Durante lo schema di divisione, c'è una cosa che dobbiamo considerare. Una delle parti deve essere lo schema radice e le altre devono estendere lo schema radice. Sembra complesso, ma in realtà è abbastanza semplice. Nello schema radice, le query e le mutazioni sono definite in questo modo:

 type Query { ... } type Mutation { ... }

E negli altri sono così definiti:

 extend type Query { ... } extend type Mutation { ... }

E questo è tutto.

Autenticazione e autorizzazione

Nella maggior parte delle implementazioni API, è necessario limitare l'accesso globale e fornire una sorta di criteri di accesso basati su regole. Per questo dobbiamo introdurre nel nostro codice: Autenticazione —per confermare l'identità dell'utente—e Autorizzazione , per applicare criteri di accesso basati su regole.

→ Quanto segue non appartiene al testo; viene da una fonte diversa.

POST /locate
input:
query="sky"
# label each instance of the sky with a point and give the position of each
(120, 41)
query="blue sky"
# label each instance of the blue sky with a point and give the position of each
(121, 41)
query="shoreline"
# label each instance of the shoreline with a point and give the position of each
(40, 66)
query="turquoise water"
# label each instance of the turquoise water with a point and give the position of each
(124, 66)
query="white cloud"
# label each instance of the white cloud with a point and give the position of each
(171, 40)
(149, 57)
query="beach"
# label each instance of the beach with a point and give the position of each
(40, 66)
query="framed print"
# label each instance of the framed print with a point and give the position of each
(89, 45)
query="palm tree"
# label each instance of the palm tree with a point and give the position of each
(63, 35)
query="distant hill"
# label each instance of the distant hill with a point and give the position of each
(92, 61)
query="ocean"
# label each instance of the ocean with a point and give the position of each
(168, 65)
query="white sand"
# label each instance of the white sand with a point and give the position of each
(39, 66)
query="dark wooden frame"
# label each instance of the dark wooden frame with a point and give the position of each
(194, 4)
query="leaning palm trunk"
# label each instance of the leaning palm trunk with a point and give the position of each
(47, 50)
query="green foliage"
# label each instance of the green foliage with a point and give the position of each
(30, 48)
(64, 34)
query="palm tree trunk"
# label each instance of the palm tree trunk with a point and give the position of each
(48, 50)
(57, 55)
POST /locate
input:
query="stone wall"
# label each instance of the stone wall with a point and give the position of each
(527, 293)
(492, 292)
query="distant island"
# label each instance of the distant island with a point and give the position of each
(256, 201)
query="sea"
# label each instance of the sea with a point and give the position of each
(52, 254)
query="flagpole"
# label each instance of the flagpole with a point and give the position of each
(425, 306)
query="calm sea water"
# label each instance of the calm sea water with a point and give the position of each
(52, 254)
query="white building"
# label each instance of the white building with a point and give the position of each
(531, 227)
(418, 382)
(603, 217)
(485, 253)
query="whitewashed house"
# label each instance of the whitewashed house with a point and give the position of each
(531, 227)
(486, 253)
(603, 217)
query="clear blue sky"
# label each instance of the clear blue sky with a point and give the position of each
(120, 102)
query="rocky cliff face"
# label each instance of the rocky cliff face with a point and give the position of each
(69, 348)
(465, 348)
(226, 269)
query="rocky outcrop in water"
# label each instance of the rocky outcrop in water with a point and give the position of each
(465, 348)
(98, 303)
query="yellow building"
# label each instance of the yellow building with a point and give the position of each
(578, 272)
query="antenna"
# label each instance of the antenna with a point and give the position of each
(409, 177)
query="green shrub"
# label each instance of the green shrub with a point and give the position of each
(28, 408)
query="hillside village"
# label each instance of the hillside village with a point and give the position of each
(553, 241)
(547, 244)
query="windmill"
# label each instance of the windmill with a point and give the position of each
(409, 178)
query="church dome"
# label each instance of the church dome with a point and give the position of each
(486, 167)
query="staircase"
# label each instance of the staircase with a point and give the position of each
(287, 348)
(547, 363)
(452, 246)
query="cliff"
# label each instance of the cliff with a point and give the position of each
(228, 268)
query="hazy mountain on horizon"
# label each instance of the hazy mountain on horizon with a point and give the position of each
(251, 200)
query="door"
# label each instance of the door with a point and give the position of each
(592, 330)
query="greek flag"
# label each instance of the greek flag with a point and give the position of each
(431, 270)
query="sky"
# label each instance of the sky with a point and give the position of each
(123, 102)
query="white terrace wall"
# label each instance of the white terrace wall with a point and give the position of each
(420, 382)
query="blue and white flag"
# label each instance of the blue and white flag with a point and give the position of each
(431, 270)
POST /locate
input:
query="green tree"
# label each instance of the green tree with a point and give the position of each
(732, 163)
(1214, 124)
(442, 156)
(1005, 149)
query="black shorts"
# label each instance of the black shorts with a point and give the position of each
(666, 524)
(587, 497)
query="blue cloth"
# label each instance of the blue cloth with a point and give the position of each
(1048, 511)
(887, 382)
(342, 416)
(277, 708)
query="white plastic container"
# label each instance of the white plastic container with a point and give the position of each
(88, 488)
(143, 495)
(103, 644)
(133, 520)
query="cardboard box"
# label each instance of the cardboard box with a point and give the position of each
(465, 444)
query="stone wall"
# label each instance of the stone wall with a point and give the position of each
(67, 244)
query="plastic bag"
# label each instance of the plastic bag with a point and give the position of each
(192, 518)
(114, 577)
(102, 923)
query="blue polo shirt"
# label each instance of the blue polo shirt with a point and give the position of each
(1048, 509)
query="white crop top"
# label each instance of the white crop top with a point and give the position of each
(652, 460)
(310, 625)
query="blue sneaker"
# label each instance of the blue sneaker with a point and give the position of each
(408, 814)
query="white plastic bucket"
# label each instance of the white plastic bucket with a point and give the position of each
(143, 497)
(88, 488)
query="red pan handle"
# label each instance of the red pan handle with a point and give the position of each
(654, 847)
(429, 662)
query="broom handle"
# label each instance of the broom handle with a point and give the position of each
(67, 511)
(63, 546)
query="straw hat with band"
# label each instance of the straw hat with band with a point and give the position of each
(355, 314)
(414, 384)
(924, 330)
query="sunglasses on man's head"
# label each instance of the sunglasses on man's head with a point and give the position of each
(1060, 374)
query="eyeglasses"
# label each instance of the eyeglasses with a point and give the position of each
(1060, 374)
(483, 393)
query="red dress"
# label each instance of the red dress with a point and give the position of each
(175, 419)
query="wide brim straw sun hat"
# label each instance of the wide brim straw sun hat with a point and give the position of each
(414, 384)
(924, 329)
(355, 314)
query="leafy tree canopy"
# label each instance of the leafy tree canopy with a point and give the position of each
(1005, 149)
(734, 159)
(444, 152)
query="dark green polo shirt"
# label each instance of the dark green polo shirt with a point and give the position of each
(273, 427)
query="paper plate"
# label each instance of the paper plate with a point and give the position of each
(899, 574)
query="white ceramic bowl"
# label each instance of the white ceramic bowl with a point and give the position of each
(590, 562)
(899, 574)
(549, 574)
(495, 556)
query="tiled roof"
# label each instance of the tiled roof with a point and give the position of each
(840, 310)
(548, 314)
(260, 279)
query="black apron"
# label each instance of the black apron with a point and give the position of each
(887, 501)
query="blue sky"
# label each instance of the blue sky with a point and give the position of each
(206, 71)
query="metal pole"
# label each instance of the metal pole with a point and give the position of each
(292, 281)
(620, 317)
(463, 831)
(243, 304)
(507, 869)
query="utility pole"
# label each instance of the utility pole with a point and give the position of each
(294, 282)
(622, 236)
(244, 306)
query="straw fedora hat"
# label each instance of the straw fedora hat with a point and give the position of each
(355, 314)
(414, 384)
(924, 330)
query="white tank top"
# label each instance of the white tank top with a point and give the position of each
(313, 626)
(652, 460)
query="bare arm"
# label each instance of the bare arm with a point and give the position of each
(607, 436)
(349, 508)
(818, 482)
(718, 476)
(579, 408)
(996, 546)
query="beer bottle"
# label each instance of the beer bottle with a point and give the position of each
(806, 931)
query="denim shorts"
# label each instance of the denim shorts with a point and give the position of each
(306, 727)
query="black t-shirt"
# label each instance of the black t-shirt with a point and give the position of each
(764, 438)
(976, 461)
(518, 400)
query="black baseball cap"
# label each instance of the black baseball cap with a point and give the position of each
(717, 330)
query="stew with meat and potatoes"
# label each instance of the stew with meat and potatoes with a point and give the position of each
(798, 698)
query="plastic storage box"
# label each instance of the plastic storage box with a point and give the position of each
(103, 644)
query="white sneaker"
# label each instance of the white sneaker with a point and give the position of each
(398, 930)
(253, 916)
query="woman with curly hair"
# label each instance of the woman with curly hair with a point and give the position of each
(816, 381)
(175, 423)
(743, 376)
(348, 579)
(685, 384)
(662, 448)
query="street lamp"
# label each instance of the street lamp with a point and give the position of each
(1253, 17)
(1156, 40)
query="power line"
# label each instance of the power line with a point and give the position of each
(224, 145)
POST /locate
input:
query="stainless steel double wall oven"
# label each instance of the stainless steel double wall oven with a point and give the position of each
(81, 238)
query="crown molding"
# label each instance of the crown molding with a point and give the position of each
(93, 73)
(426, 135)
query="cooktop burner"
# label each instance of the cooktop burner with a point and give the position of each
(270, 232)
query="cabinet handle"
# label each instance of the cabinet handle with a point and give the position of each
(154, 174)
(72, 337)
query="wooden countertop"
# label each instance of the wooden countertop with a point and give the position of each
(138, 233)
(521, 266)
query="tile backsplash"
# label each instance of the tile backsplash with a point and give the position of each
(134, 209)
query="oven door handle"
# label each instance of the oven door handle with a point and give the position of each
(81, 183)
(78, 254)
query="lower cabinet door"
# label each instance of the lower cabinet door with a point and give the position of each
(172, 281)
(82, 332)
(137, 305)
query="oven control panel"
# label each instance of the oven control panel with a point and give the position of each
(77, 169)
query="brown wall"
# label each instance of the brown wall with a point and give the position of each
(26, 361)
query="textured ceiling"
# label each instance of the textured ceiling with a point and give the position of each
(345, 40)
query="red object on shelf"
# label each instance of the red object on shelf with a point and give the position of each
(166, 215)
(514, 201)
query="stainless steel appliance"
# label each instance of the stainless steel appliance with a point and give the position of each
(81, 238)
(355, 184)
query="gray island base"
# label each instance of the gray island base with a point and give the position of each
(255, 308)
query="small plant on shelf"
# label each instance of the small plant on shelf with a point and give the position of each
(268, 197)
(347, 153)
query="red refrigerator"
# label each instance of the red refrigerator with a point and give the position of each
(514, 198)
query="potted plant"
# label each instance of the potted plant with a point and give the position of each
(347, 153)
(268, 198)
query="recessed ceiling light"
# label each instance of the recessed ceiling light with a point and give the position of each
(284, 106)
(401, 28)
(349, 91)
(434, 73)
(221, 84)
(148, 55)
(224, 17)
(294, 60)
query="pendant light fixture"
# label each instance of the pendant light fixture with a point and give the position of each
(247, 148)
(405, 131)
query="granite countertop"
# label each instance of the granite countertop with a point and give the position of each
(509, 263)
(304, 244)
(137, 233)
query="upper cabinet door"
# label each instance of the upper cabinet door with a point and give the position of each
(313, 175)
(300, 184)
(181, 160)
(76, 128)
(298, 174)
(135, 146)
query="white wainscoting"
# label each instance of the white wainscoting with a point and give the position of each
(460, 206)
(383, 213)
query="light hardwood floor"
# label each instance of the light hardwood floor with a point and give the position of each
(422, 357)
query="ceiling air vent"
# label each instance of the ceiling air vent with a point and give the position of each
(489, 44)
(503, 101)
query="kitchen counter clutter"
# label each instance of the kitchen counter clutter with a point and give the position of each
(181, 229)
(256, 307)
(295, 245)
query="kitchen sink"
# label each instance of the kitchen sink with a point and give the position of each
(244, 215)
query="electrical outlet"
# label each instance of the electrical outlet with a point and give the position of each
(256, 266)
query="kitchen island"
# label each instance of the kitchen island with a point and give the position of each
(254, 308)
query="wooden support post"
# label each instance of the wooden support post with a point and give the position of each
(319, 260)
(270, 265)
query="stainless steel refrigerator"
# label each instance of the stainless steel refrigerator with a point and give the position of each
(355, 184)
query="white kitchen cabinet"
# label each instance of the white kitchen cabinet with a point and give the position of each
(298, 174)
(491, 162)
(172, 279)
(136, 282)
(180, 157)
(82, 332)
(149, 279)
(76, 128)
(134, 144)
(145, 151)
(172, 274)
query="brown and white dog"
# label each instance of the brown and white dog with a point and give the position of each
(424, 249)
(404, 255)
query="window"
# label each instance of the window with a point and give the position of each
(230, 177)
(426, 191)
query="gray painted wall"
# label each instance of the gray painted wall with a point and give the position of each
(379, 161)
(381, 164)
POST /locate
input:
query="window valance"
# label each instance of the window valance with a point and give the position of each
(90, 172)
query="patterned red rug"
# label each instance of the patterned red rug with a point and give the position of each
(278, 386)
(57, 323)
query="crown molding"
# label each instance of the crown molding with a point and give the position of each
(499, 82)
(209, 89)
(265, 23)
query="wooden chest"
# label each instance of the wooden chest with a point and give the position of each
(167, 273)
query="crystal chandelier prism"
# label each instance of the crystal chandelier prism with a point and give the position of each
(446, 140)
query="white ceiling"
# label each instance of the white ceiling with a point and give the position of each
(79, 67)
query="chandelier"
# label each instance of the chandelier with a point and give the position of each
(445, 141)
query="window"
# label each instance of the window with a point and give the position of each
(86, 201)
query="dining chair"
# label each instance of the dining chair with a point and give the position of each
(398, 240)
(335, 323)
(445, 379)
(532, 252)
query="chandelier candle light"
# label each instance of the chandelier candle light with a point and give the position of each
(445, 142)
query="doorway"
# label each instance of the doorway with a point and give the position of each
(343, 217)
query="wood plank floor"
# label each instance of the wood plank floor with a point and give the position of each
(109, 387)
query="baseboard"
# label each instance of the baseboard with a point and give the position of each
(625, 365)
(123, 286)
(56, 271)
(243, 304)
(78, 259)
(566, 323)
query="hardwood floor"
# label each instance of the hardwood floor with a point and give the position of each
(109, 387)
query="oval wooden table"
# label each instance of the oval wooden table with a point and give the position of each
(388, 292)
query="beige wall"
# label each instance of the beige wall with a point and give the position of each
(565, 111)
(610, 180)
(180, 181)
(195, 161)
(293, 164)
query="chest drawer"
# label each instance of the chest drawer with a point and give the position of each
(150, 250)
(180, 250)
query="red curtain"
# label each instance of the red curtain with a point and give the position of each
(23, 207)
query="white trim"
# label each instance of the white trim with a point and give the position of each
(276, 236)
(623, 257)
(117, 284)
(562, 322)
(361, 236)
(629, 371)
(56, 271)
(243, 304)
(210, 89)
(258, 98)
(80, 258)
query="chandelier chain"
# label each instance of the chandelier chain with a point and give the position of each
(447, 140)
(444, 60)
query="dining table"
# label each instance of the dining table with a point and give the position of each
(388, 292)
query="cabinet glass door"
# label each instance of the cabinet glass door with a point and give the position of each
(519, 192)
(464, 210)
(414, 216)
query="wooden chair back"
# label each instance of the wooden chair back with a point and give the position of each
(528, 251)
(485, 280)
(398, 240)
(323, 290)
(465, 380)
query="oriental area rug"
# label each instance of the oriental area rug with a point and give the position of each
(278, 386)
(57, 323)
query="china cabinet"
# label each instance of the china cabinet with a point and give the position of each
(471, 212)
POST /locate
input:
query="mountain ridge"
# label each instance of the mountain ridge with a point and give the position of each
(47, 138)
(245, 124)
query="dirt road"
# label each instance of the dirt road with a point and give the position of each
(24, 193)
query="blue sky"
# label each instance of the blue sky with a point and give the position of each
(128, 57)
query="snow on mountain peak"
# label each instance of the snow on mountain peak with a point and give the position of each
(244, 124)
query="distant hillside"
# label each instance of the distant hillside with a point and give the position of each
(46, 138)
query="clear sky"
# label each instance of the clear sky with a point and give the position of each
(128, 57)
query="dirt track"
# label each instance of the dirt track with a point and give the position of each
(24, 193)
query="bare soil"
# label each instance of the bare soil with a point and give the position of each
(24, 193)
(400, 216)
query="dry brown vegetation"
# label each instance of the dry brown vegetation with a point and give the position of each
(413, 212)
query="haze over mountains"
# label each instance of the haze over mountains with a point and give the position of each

Nel mondo GraphQL, come nel mondo REST, generalmente per l'autenticazione utilizziamo JSON Web Token. Per convalidare il token JWT passato, dobbiamo intercettare tutte le richieste in arrivo e controllare l'intestazione di autorizzazione su di esse. Per questo, durante la creazione del server Apollo, possiamo registrare una funzione come hook di contesto, che verrà chiamata con la richiesta corrente che crea il contesto condiviso tra tutti i resolver. Questo può essere fatto in questo modo:

 // Configure express const app = express(); // Build GraphQL schema based on SDL definitions and resolver maps const schema = makeExecutableSchema({ typeDefs, resolvers }); // Build Apollo server const apolloServer = new ApolloServer({ schema, context: ({ req, res }) => { const context = {}; // Verify jwt token const parts = req.headers.authorization ? req.headers.authorization.split(' ') : ['']; const token = parts.length === 2 && parts[0].toLowerCase() === 'bearer' ? parts[1] : undefined; context.authUser = token ? verify(token) : undefined; return context; } }); apolloServer.applyMiddleware({ app }); // Run server app.listen({ port }, () => { console.log(`Server ready at http://localhost:${ port }${ apolloServer.graphqlPath }`); });

Qui, se l'utente passerà un token JWT corretto, lo verifichiamo e memorizziamo l'oggetto utente nel contesto, che sarà accessibile a tutti i resolver durante l'esecuzione della richiesta.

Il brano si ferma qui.